Nasza wyciszona chromatyna, na co wskazuje obecność wzbogacenia trimetylacji H trzy K dziewięć, co wydaje się wskazywać na wyciszenie SN TG dwa i MYT jeden L, być może w mniej przejściowym sensie niż represja trimetylacji H trzy K 27. Obszar ten obejmuje większość zjawisk napotkanych w ChIPseek modyfikacji histonów. Ilustruje, w jaki sposób dynamiczna natura BCP może identyfikować zarówno punktową acetylację, jak i znaczniki trimetylacji H trzy K cztery, jednocześnie wyróżniając duże sąsiadujące wyspy trimetylacji H trzy K 27 i H trzy K 9 trimetylacji, a także aktywną transkrypcję trimetylacji H trzy K 36.
Algorytm ten można wykonać około 30 minut, w zależności od liczby odczytów i wyniku objawów genomu. Dowolna znacząca optymalizacja, która jest często wymagana w przypadku innych metod Postępuj zgodnie z tą procedurą. Za pomocą BBCP można badać wiele różnych białek docelowych immunoprecypitacji chromatyny, w tym różne inne modyfikacje hisonu, a także czynniki transkrypcyjne wiążące DNA, aby odpowiedzieć na dodatkowe pytania dotyczące mechanizmów epigenomicznych i regulacji genów.
Po obejrzeniu tego filmu powinieneś dobrze zrozumieć, w jaki sposób BCP jest używany do identyfikowania regionów w zasięgu rozproszonych znaczników w analizie danych chipy.
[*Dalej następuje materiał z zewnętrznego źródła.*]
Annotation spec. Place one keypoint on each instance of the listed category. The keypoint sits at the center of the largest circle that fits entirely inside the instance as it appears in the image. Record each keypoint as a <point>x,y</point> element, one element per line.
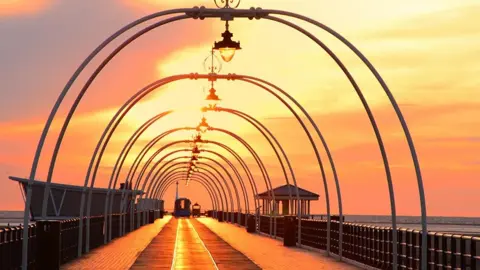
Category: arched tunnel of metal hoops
<point>228,191</point>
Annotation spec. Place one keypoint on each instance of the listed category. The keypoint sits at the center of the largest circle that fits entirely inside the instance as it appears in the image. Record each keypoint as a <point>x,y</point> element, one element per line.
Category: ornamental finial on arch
<point>227,3</point>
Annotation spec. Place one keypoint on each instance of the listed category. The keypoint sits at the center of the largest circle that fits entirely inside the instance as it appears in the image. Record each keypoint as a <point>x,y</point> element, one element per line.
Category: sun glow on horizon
<point>22,7</point>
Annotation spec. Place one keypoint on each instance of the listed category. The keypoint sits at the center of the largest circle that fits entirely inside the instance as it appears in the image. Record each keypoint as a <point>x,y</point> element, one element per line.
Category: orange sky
<point>427,52</point>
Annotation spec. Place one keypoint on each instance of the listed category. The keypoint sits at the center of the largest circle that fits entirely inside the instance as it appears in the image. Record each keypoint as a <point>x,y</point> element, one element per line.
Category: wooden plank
<point>225,256</point>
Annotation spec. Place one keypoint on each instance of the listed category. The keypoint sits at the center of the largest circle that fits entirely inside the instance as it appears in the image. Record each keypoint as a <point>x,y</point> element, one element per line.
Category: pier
<point>256,212</point>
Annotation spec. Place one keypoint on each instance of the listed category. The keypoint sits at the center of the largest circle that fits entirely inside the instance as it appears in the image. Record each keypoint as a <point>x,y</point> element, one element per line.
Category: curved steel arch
<point>259,162</point>
<point>171,168</point>
<point>207,179</point>
<point>123,155</point>
<point>155,192</point>
<point>152,193</point>
<point>251,150</point>
<point>231,151</point>
<point>143,94</point>
<point>253,13</point>
<point>237,174</point>
<point>207,172</point>
<point>171,181</point>
<point>154,155</point>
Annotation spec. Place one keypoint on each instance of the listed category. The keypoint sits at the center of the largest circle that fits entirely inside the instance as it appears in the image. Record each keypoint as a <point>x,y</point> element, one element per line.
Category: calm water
<point>458,225</point>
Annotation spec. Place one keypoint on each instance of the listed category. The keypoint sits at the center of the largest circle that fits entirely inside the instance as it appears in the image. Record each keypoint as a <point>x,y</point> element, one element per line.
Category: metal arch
<point>211,175</point>
<point>320,164</point>
<point>247,171</point>
<point>221,156</point>
<point>60,99</point>
<point>171,181</point>
<point>170,169</point>
<point>159,187</point>
<point>168,181</point>
<point>138,159</point>
<point>195,13</point>
<point>146,89</point>
<point>371,119</point>
<point>119,164</point>
<point>224,146</point>
<point>147,164</point>
<point>207,179</point>
<point>135,98</point>
<point>237,174</point>
<point>264,172</point>
<point>231,179</point>
<point>260,127</point>
<point>400,117</point>
<point>175,179</point>
<point>152,193</point>
<point>207,175</point>
<point>126,150</point>
<point>140,94</point>
<point>171,131</point>
<point>173,78</point>
<point>122,204</point>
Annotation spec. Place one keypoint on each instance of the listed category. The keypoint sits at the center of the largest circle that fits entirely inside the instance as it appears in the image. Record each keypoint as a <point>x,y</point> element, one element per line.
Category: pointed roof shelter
<point>282,195</point>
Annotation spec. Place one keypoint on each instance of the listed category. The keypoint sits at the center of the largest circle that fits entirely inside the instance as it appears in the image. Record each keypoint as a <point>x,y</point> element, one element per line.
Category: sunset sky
<point>428,52</point>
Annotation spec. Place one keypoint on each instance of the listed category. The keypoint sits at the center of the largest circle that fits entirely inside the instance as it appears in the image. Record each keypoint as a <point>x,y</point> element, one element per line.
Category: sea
<point>454,225</point>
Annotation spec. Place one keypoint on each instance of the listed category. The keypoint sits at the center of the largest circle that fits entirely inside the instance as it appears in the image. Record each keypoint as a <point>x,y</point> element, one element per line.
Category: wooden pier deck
<point>202,243</point>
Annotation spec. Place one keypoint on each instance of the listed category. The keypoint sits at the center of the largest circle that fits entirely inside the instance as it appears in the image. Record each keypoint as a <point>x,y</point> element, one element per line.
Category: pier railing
<point>372,245</point>
<point>55,242</point>
<point>11,247</point>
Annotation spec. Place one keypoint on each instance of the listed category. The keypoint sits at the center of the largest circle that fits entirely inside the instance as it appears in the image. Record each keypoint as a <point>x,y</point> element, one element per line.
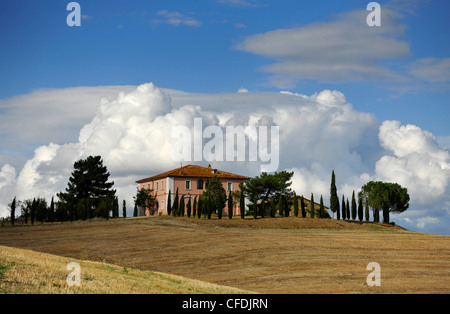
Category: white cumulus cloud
<point>318,133</point>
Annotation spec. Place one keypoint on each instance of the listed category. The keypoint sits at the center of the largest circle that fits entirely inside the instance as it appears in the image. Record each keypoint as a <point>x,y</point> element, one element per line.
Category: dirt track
<point>285,255</point>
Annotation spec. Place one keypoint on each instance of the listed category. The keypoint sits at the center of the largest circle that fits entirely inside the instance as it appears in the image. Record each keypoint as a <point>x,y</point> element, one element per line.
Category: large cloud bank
<point>318,133</point>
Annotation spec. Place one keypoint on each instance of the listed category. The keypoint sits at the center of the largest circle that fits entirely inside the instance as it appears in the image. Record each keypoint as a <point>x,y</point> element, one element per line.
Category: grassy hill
<point>25,271</point>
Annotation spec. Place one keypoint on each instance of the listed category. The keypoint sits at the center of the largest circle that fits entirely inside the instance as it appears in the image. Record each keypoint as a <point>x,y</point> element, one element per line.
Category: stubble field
<point>276,256</point>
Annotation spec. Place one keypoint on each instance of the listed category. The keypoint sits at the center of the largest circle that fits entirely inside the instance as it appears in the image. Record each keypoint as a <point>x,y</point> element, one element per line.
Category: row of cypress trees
<point>348,211</point>
<point>202,205</point>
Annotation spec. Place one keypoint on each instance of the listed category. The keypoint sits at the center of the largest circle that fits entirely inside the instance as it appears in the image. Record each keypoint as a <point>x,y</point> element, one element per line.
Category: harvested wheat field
<point>276,255</point>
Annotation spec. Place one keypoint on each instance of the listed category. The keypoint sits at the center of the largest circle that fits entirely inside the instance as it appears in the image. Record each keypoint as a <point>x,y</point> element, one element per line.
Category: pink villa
<point>191,181</point>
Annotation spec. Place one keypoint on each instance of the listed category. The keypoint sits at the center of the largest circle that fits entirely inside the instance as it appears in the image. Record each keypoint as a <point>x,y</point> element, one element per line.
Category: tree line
<point>375,196</point>
<point>88,195</point>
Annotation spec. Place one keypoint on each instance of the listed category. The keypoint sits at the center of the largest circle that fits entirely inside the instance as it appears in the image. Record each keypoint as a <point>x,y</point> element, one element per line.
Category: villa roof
<point>194,171</point>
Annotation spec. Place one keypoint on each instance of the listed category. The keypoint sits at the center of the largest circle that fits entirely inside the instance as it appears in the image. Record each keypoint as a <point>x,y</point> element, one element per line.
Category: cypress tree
<point>280,206</point>
<point>219,210</point>
<point>360,210</point>
<point>263,207</point>
<point>13,211</point>
<point>322,208</point>
<point>208,209</point>
<point>194,207</point>
<point>273,208</point>
<point>376,215</point>
<point>338,210</point>
<point>181,207</point>
<point>33,211</point>
<point>354,209</point>
<point>334,201</point>
<point>230,205</point>
<point>303,207</point>
<point>295,205</point>
<point>242,204</point>
<point>344,210</point>
<point>199,206</point>
<point>347,206</point>
<point>169,203</point>
<point>367,213</point>
<point>175,205</point>
<point>189,208</point>
<point>51,211</point>
<point>286,206</point>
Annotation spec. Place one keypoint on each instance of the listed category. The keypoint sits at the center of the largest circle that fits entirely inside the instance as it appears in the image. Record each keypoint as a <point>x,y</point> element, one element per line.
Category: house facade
<point>191,181</point>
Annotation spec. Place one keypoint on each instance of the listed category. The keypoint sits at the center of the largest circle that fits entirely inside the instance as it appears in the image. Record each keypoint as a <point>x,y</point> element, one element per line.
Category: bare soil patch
<point>280,255</point>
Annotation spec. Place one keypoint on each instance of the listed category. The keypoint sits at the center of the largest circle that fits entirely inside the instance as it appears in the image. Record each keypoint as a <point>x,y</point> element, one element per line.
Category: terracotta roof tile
<point>194,171</point>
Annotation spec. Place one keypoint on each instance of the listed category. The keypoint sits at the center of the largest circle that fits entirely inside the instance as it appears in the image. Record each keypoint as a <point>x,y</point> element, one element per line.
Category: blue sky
<point>131,42</point>
<point>322,53</point>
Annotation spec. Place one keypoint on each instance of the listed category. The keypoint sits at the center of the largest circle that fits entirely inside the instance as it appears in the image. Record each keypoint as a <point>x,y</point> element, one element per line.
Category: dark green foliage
<point>230,205</point>
<point>354,209</point>
<point>87,187</point>
<point>347,207</point>
<point>388,197</point>
<point>217,195</point>
<point>169,203</point>
<point>273,208</point>
<point>321,208</point>
<point>334,201</point>
<point>287,210</point>
<point>242,201</point>
<point>268,186</point>
<point>175,204</point>
<point>182,207</point>
<point>194,207</point>
<point>144,199</point>
<point>135,212</point>
<point>280,206</point>
<point>303,207</point>
<point>360,210</point>
<point>12,207</point>
<point>366,210</point>
<point>200,207</point>
<point>295,205</point>
<point>344,210</point>
<point>338,211</point>
<point>188,208</point>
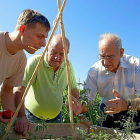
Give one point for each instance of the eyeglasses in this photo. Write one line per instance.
(111, 57)
(39, 19)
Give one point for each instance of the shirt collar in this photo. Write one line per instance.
(47, 65)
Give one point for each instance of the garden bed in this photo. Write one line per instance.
(63, 131)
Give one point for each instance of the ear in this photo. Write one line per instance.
(22, 29)
(121, 52)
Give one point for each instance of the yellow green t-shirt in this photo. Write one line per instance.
(44, 98)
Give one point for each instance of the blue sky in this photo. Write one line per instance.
(84, 22)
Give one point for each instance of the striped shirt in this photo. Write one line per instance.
(126, 81)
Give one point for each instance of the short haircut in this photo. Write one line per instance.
(115, 37)
(29, 14)
(59, 35)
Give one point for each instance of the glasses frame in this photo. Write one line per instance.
(105, 57)
(39, 19)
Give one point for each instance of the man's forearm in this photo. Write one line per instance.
(75, 93)
(7, 97)
(18, 96)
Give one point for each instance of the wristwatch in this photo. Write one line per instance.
(129, 105)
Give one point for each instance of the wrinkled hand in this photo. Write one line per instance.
(4, 120)
(21, 125)
(77, 108)
(117, 105)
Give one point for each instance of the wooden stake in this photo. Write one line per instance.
(34, 73)
(67, 68)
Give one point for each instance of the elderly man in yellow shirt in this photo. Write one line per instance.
(44, 99)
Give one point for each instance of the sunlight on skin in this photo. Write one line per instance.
(34, 48)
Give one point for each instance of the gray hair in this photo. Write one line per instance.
(59, 35)
(115, 37)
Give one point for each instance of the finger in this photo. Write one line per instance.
(117, 94)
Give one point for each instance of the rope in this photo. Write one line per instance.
(33, 75)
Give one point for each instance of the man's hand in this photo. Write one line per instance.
(21, 125)
(117, 105)
(77, 108)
View the full transcript and gain access to thousands of scientific videos
To badanie przedstawia algorytm Bayesian Change Point (BCP), który poprawia analizę danych sekwencjonowania immunoprecypitacji chromatyny (ChIP-seq). Wykorzystując ukryte modele Markova, BCP skutecznie identyfikuje regiony wzbogacenia histonów zarówno w danych rozległych, jak i punktowych.